Le Parlement européen a adopté le 9 juillet 2026 une première version du règlement Chat Control, autorisant les grandes plateformes à scanner « volontairement » les messages privés pour lutter contre les contenus pédocriminels. Face aux craintes pour la vie privée, plusieurs solutions techniques permettent déjà de s’en prémunir.
Le règlement européen dit « Chat Control » a suivi un parcours législatif chaotique. Le 26 mars 2026, une première prolongation de la dérogation qui autorise ce scan volontaire avait été rejetée de justesse par le Parlement européen, à une voix près (307 voix contre, 306 pour). Après l’expiration de cette dérogation le 4 avril, le Conseil de l’Union européenne a relancé un texte similaire le 26 juin, finalement adopté le 9 juillet 2026 sous le nom de « Chat Control 1.0 », valable jusqu’au 3 avril 2028.

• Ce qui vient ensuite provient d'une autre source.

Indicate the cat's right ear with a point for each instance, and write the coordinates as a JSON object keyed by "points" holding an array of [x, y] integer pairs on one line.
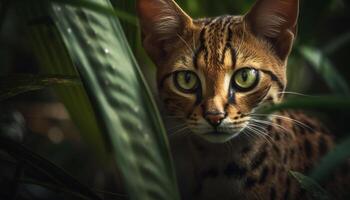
{"points": [[162, 23]]}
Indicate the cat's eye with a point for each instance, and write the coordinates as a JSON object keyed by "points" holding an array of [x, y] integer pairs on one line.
{"points": [[186, 81], [245, 79]]}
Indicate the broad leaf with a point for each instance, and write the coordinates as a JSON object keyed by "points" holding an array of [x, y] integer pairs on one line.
{"points": [[126, 113], [14, 85]]}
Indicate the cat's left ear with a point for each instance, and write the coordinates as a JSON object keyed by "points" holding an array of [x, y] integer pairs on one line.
{"points": [[162, 23], [275, 20]]}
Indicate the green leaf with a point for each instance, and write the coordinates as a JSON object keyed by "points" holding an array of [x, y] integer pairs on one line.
{"points": [[311, 186], [326, 69], [125, 110], [331, 161], [17, 84], [51, 53], [100, 9], [337, 43], [311, 103]]}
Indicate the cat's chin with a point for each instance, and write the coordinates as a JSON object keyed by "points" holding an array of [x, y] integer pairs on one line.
{"points": [[218, 137]]}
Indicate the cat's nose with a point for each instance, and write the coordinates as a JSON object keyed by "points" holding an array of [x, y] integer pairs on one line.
{"points": [[214, 118]]}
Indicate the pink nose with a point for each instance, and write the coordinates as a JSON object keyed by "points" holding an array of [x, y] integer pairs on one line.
{"points": [[214, 119]]}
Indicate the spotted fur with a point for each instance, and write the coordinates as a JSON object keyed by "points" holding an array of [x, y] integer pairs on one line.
{"points": [[245, 155]]}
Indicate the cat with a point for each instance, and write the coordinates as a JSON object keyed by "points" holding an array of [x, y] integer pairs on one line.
{"points": [[212, 75]]}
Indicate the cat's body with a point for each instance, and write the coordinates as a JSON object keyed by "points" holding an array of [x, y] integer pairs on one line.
{"points": [[251, 167], [212, 76]]}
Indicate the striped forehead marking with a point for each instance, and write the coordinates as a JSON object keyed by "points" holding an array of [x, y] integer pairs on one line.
{"points": [[216, 38]]}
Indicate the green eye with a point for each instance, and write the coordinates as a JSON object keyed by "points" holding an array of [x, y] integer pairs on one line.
{"points": [[186, 81], [246, 79]]}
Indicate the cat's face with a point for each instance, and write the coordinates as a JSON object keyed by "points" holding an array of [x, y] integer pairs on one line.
{"points": [[213, 73]]}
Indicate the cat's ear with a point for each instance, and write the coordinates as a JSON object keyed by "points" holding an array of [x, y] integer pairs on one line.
{"points": [[162, 23], [275, 20]]}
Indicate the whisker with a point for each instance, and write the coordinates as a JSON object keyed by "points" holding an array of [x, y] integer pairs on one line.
{"points": [[297, 93], [257, 132], [285, 118], [262, 131], [270, 123]]}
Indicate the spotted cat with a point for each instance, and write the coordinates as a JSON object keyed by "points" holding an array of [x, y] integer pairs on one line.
{"points": [[212, 75]]}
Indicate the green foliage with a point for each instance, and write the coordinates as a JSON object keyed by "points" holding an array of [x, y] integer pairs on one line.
{"points": [[332, 161], [325, 68], [127, 116], [311, 186], [14, 85]]}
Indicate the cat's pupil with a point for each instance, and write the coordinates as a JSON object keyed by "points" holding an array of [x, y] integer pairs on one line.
{"points": [[244, 76]]}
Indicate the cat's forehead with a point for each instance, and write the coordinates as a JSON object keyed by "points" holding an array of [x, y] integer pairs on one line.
{"points": [[224, 43]]}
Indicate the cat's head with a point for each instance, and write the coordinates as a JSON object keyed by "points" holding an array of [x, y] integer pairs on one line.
{"points": [[213, 73]]}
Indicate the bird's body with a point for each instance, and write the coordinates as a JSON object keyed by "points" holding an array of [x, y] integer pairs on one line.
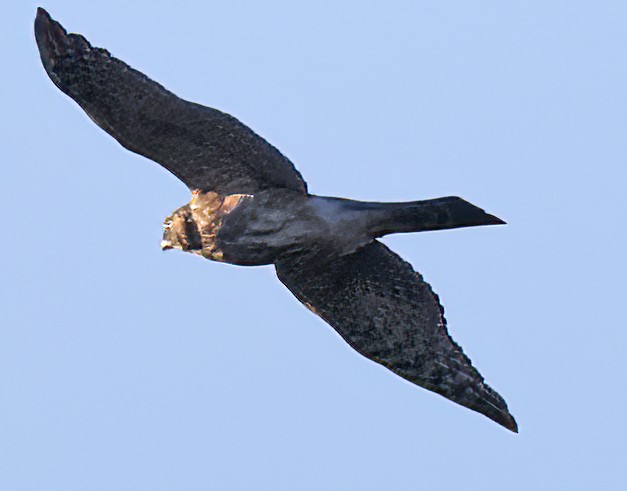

Ce que permet vraiment le texte adopté
Chat Control 1.0 autorise les grandes plateformes non chiffrées, comme celles de Meta, Google ou Microsoft, à scanner volontairement les communications de leurs utilisateurs afin de détecter des contenus liés à des abus sexuels sur mineurs. Une version plus contraignante, connue sous le nom de « CSAR » ou « Chat Control 2.0 », reste en négociation depuis mai 2022 et pourrait imposer un scan côté client, avant même le chiffrement des messages. Le service juridique du Conseil a lui-même averti, dans un avis du 10 juin 2026, que ce dispositif s’apparenterait à « une fouille généralisée » potentiellement incompatible avec la Charte des droits fondamentaux de l’Union européenne.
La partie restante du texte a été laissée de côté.